The lemma $\mathcal{V}(\mathcal{I}(X)) = \overline{X}$ is making a very similar statement. It's telling us that two subsets $U$ and $V$ of affine space describe the same ideal of $k[X_1, \dots, X_n]$ (via the process of forming the ideals consisting of all elements of $k[X_1, \dots, X_n]$ that vanish on $U$ and $V$, respectively) if and only if $\overline{U} = \overline{V}$.

Answer 2

This is adding to user1090793's excellent answer, but is more removed from algebraic geometry. One way to understand this circle of ideas intuitively is to think about the general relationship between a space and "functions" on it. For example, when I think of a space, I always think of a globe $S^2$, a two dimensional sphere (sitting inside three dimensional space). As a way to understand this space, we can look at all real valued functions on it. For any such function $f$, we can look at the (closed) subset of $S^2$ given by the set of points $x$ for which $f(x)=0$. The crazy thing is that this $\mathbb{R}$ algebra $\mathscr{A}:=C(S^2,\mathbb{R})$ of continuous functions, actually determines the topological space $S^2$ completely!

How would one recover the topological space from this algebra?
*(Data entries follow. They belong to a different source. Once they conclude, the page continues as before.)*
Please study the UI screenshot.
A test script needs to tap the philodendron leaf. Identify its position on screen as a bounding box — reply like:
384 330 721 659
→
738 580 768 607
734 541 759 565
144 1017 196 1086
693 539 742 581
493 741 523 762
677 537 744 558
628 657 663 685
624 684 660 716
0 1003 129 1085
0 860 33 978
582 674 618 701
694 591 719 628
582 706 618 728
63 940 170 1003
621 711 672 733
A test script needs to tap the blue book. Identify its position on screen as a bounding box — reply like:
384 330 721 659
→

We define the points to be maximal ideals in this algebra $\mathscr{A}$, and the closed sets to be the "vanishing sets" of continous functions in this algebra, where now a function $f$ abstractly is defined to vanish on the point associated to the maximal ideal $\mathfrak{m}$ if $f\in \mathfrak{m}$. To check that this recovers our original space, we then need to do two things, check that every maximal ideal is "functions $f$ that vanish on the north pole" for some choice of fixed point (a north pole, say), and check that every closed set is the vanishing set of a continuous function (this needs some point set topology). Filling in the details/meditating on this example is great for understanding this circle of ideas.

In (abstract) algebraic geometry, one takes the radical approach of interpreting any ring $R$ as functions on a space, called $Spec(R)$. Here it becomes important to consider maximal ideals or all prime ideals, and now this space is strange enough that one can have interesting ideals that aren't defined by just where they vanish, so one has to really shift perspective on what a "space" ought to be (if any ring can be a ring of functions, what "values" do our functions take?). For your case however, we are much closer to the $S^2$ example, we define our space with maximal ideals, and closed sets defined by vanishing sets, and we can recover this algebra from our space. Keeping this general idea in mind is helpful throughout algebraic geometry though, depending on the perspective, one is either building spaces such that our rings are functions on them, or using commutative algebra to study spaces we care about.